Inside simulate-range plugins, ctx.dt is the fixed step size (e.g. 1.0/60.0), not wall dt. This makes physics integration deterministic regardless of frame rate.

For rendering, use runtime.alpha() to interpolate between the previous and current simulation state:

let alpha = runtime.alpha();
if let Some(t) = runtime.snapshots().interpolated(node_id, alpha) {
    // use t as the render transform instead of the scene node transform
}

alpha is in [0.0, 1.0]: the fractional position between the last completed step and the next. This eliminates the jitter that appears when frame rate and step rate are out of phase.
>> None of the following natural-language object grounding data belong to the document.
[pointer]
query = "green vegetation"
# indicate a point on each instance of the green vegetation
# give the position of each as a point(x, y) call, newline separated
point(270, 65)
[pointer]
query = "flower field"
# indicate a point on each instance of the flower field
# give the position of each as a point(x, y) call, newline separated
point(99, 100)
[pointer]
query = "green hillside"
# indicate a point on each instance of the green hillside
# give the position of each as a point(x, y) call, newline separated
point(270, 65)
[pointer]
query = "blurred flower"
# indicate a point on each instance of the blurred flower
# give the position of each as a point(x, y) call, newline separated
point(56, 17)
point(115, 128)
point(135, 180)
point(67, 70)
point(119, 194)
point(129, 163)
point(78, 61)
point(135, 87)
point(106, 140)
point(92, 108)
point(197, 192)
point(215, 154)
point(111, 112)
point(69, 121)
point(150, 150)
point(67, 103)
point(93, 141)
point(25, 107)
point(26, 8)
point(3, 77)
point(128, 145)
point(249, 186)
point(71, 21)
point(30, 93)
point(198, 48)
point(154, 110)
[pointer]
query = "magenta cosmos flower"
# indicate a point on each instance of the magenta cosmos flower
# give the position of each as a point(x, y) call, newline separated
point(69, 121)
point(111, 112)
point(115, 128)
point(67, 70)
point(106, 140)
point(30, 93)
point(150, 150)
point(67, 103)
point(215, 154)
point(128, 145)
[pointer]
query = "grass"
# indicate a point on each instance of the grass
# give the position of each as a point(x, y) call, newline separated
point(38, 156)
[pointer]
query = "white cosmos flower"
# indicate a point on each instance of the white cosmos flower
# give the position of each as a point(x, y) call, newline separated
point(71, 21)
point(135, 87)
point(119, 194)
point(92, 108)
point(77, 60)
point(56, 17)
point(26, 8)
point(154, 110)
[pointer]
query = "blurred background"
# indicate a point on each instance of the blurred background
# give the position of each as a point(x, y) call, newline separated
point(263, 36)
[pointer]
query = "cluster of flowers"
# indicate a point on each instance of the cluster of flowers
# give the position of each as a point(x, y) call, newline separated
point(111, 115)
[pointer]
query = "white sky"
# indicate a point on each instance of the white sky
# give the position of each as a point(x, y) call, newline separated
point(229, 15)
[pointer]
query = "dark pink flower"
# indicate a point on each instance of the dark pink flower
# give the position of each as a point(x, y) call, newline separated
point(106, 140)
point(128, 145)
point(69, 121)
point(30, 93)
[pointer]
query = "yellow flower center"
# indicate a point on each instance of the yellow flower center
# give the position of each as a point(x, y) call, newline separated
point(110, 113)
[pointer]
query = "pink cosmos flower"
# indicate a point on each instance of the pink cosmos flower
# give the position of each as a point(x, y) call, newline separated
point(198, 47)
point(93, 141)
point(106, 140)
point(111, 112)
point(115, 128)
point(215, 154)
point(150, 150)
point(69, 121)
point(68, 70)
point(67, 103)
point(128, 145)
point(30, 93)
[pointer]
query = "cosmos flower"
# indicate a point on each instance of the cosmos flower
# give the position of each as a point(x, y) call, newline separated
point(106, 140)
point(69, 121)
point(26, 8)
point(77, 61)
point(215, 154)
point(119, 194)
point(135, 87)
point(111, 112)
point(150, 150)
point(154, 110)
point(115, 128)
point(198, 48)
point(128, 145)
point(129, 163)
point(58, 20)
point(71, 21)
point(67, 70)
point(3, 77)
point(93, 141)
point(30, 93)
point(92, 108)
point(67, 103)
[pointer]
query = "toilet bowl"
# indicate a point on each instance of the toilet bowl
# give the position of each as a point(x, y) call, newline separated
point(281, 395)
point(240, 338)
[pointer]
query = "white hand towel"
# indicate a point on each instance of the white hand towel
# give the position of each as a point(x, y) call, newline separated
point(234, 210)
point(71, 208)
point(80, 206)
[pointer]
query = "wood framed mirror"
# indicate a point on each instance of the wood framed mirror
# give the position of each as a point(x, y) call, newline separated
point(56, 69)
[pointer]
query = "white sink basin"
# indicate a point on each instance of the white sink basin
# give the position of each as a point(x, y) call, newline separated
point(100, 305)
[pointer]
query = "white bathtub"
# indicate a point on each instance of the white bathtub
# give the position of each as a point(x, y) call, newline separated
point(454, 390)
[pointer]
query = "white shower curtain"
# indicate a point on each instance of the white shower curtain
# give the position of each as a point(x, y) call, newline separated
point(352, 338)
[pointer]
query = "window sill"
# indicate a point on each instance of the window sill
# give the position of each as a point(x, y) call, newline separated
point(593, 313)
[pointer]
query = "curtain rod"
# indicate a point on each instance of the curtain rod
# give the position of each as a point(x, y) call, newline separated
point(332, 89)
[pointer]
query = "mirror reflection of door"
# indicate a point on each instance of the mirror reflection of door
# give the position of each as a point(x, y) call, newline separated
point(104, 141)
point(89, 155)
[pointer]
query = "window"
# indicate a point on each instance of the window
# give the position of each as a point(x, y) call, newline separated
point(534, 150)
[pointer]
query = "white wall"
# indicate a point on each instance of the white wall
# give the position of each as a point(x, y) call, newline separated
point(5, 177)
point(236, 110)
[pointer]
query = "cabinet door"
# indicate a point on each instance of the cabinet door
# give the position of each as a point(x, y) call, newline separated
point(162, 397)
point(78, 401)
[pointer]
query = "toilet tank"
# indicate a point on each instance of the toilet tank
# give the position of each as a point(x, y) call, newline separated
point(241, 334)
When no fixed timestep is configured, alpha() returns 1.0.

§File layout for new plugins

New plugins live in a subdirectory under src/runtime/plugins/, not as a single file. The [super::plugins::skeleton_plugin] module is the reference template:

plugins/
  my_plugin/
    mod.rs        -- re-exports the public surface
    plugin.rs     -- the RuntimePlugin impl
    <feature>.rs  -- substrate types, math, helpers, internal state

Using a subdirectory from the start avoids a rename-and-rewire when the plugin grows. Re-export all public types from mod.rs and add the module to src/runtime/plugins/mod.rs.

§Minimal plugin example

A plugin that counts frames and logs every 60 steps:

use viewport_lib::runtime::{RuntimePlugin, RuntimeStepContext, ViewportRuntime};
use viewport_lib::runtime::plugin::phase;

struct FrameCounter {
    count: u64,
}

impl FrameCounter {
    fn new() -> Self {
        Self { count: 0 }
    }
}

impl RuntimePlugin for FrameCounter {
    fn priority(&self) -> i32 {
        phase::PREPARE
    }

    fn step(&mut self, _ctx: &mut RuntimeStepContext<'_>) {
        self.count += 1;
        if self.count % 60 == 0 {
            println!("frame {}", self.count);
        }
    }
}

// Registration:
let mut runtime = ViewportRuntime::new()
    .with_plugin(FrameCounter::new());

This plugin runs once per frame at the Prepare phase. It owns its state as a struct field. To share state with another plugin, insert it into ctx.resources instead of keeping it in the struct.